Date: April 26, 1965
Location: Belleville, IL
By: Leo Soroka
Newspaper: The Belleville News-Democrat
Page: 15
ST. LOUIS (UPI) – Wild hyenas won’t want to nip at the mercy plane being flown to missionaries in Africa. The spanking new six-passanger plane has metal skin.
“The wild animals bite into the doped fabric of the small plane now in use,” said Dr. Thomas Dwyer, S.M., flight instructor at the University of Dayton, Ohio. “The animals like the lacquer used in the fabric.”
Brother Dwyer came here Sunday to accept for the Marianist Brothers, the Cessna Super Skywagon which will blaze trails in Kenya, East Africa. The plane will be flown to Africa this week by veteran pilot Max Conrad, and delivered to Brother Michael Stimac, S.M., a missionary pilot.
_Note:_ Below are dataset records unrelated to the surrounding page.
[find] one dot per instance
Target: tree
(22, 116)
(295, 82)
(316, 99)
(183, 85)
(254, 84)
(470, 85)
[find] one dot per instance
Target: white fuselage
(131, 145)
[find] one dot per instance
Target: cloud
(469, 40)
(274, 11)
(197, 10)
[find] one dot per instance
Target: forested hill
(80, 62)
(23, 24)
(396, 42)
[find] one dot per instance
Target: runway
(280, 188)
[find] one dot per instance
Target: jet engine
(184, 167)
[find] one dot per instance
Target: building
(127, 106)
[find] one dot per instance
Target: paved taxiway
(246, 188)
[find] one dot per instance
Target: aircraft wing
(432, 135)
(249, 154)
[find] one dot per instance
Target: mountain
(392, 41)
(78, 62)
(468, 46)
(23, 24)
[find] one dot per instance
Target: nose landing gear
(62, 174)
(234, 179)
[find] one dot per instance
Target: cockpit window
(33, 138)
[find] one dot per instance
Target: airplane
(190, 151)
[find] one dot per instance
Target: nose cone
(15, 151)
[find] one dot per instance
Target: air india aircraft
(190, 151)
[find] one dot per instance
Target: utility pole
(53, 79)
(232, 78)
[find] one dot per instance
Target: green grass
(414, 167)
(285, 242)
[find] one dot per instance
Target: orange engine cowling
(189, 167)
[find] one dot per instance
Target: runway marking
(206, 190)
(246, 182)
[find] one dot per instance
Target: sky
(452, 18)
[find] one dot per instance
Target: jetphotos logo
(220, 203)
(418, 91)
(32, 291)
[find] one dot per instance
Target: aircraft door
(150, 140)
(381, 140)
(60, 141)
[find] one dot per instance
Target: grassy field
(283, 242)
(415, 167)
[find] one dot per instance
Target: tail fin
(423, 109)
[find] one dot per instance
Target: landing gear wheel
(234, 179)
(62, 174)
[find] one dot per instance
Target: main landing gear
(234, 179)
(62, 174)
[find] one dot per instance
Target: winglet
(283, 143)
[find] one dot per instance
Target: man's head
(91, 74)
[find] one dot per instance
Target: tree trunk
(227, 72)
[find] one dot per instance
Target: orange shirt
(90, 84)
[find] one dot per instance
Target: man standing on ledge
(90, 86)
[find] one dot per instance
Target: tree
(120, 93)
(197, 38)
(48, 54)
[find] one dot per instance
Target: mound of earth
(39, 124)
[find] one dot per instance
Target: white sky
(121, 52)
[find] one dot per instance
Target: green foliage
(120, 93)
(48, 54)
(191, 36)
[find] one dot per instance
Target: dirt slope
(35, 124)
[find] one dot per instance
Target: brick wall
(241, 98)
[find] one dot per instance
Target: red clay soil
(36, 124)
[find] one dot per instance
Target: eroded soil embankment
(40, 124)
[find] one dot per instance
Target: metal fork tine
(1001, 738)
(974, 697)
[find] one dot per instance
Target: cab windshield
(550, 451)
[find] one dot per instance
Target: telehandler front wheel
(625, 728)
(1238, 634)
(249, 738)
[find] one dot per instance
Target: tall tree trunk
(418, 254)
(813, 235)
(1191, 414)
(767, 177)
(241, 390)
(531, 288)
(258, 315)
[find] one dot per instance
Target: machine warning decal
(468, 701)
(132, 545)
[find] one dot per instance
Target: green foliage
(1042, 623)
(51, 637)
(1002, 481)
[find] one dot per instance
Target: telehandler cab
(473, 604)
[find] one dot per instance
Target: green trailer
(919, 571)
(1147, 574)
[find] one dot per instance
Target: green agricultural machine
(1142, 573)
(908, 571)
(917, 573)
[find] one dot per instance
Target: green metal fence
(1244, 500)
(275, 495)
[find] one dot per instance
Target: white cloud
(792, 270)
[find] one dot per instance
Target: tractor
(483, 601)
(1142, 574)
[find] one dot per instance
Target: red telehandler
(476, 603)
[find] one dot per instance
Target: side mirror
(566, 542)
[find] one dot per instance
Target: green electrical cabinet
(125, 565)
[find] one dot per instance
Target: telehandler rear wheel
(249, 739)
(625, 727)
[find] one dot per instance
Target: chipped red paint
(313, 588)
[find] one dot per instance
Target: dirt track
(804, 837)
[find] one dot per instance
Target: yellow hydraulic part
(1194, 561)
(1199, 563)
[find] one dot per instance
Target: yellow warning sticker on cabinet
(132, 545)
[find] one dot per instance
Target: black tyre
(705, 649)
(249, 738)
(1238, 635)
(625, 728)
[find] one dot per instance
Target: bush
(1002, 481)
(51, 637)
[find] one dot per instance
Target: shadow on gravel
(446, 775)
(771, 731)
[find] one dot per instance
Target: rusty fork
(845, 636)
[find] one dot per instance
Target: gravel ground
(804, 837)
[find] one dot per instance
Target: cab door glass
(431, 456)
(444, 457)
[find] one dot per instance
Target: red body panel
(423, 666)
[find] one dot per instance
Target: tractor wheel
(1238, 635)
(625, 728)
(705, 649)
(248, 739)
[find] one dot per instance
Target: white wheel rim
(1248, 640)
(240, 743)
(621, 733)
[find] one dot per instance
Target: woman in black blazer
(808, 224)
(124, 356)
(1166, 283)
“We hope to send other such planes to different sections of the world,” said businessman Joe Fabick, who helped to raise funds to buy the first plane which cost $50,000.
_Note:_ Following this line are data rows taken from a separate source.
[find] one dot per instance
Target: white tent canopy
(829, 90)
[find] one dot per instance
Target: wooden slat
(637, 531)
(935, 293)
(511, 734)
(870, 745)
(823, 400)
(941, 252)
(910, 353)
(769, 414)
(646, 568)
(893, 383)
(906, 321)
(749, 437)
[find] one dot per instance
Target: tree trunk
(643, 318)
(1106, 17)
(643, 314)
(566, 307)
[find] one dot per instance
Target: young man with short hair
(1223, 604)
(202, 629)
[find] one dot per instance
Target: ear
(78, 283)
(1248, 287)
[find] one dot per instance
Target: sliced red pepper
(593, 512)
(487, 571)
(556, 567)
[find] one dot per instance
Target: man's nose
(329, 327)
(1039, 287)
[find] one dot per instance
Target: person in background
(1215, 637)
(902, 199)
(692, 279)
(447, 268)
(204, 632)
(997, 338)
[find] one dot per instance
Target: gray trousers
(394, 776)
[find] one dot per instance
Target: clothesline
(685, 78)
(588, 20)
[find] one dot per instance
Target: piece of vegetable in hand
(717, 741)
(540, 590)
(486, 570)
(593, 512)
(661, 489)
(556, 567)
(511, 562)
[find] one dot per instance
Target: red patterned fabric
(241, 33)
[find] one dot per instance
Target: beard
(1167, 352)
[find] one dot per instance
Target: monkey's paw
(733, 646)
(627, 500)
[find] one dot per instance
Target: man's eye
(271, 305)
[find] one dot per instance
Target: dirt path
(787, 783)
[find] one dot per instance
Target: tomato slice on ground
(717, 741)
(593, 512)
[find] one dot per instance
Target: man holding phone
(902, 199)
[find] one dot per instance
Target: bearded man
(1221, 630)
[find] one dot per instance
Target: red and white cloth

George Haddaway, publisher of Flight magazine, at Dallas, Tex., one of the leading supporters of the flying Peace Corps program, was to have presented the plane to Brother Dwyer, but bad flying weather grounded his plane at Springfield, Mo.
The new plane is the first under the United Missionary Air Training and Transport (UMATT) program to be put into use “on a non-denomination basis” to help people in other lands.
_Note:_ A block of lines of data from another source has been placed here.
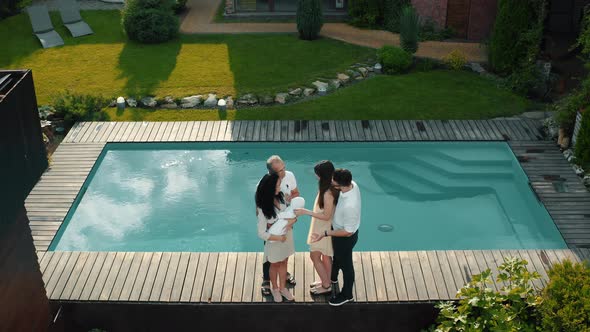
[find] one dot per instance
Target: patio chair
(42, 27)
(70, 15)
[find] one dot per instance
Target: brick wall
(481, 19)
(434, 9)
(23, 302)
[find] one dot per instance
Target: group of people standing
(333, 232)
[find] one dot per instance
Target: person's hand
(301, 212)
(315, 237)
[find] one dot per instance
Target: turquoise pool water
(200, 197)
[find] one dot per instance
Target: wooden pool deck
(182, 277)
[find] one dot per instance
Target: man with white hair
(274, 164)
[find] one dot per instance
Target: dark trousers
(343, 261)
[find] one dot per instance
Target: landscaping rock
(267, 100)
(169, 106)
(211, 100)
(229, 102)
(247, 99)
(476, 67)
(322, 87)
(281, 98)
(335, 84)
(190, 102)
(353, 73)
(343, 78)
(149, 102)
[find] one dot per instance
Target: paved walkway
(199, 19)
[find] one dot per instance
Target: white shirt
(347, 215)
(288, 183)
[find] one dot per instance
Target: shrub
(392, 10)
(179, 6)
(409, 28)
(566, 299)
(12, 7)
(394, 60)
(76, 107)
(482, 309)
(509, 43)
(582, 150)
(309, 18)
(365, 13)
(456, 60)
(150, 21)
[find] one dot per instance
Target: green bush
(482, 309)
(566, 299)
(509, 43)
(394, 60)
(179, 6)
(582, 150)
(365, 13)
(309, 18)
(392, 10)
(409, 29)
(76, 107)
(150, 21)
(12, 7)
(456, 60)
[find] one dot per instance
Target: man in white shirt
(274, 164)
(344, 233)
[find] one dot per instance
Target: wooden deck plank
(170, 278)
(119, 283)
(109, 284)
(179, 278)
(249, 280)
(158, 284)
(102, 276)
(209, 279)
(230, 276)
(428, 275)
(84, 277)
(134, 277)
(408, 276)
(239, 277)
(189, 280)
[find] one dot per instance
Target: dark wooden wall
(23, 303)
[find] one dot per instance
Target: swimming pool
(200, 197)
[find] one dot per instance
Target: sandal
(321, 290)
(287, 295)
(315, 284)
(265, 288)
(276, 295)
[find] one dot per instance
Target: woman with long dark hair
(321, 221)
(277, 248)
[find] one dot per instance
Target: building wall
(434, 9)
(23, 303)
(481, 19)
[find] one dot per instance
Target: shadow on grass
(146, 66)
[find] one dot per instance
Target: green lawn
(106, 63)
(424, 95)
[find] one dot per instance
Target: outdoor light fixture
(120, 103)
(221, 105)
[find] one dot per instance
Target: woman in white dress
(277, 248)
(321, 221)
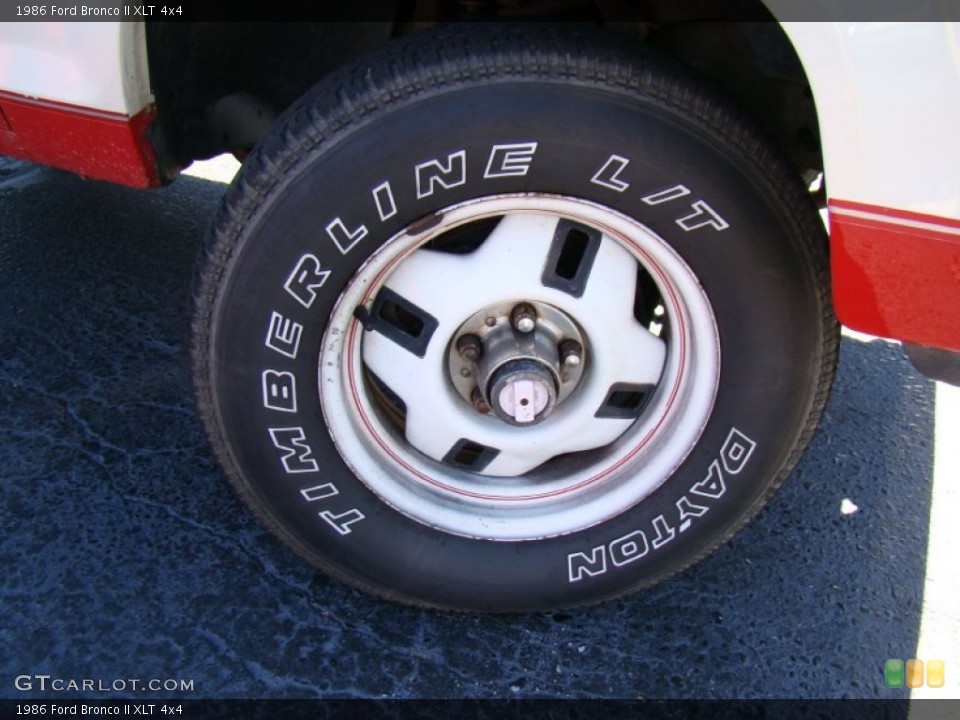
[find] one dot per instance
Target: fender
(76, 95)
(888, 99)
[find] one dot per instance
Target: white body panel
(99, 65)
(888, 101)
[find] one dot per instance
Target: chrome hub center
(522, 392)
(517, 361)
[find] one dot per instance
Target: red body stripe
(893, 279)
(92, 143)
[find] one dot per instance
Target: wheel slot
(625, 400)
(571, 257)
(400, 320)
(469, 455)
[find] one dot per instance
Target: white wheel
(397, 397)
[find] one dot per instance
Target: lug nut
(571, 353)
(479, 402)
(524, 318)
(470, 348)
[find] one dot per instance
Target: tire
(631, 278)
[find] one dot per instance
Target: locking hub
(518, 361)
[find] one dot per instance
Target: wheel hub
(518, 361)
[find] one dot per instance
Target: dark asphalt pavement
(125, 554)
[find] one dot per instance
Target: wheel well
(219, 86)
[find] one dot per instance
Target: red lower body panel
(91, 143)
(896, 274)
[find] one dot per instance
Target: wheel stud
(480, 403)
(470, 348)
(571, 353)
(524, 318)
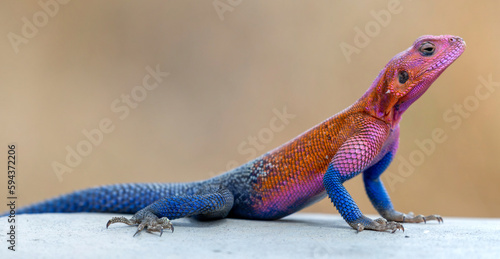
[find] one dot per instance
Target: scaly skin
(361, 139)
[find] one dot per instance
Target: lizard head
(410, 73)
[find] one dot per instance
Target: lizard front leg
(379, 196)
(353, 157)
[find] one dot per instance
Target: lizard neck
(379, 103)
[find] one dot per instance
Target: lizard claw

Paul Rogers, an Ozark Air Lines vice president, spoke for Haddaway at presentation ceremonies at the Lambert-St. Louis Airport. Rogers said, “This is a real historic significance … this may play a part in our future relationships with people in Africa.”
The new plane will be placed on regularly scheduled flights in Africa, moving doctors, nurses and medical supplies “within a matter of hours instead of days.” said Brother Dwyer.
Before the plane is flown to Africa, Protestant, Catholic and Jewish clergymen are to “bless” the plane at airport ceremonies.
“This plane is to be used for ecumenical work, all denominations will be helped,” said Fabick, head of the St. Louis UMATT chapter.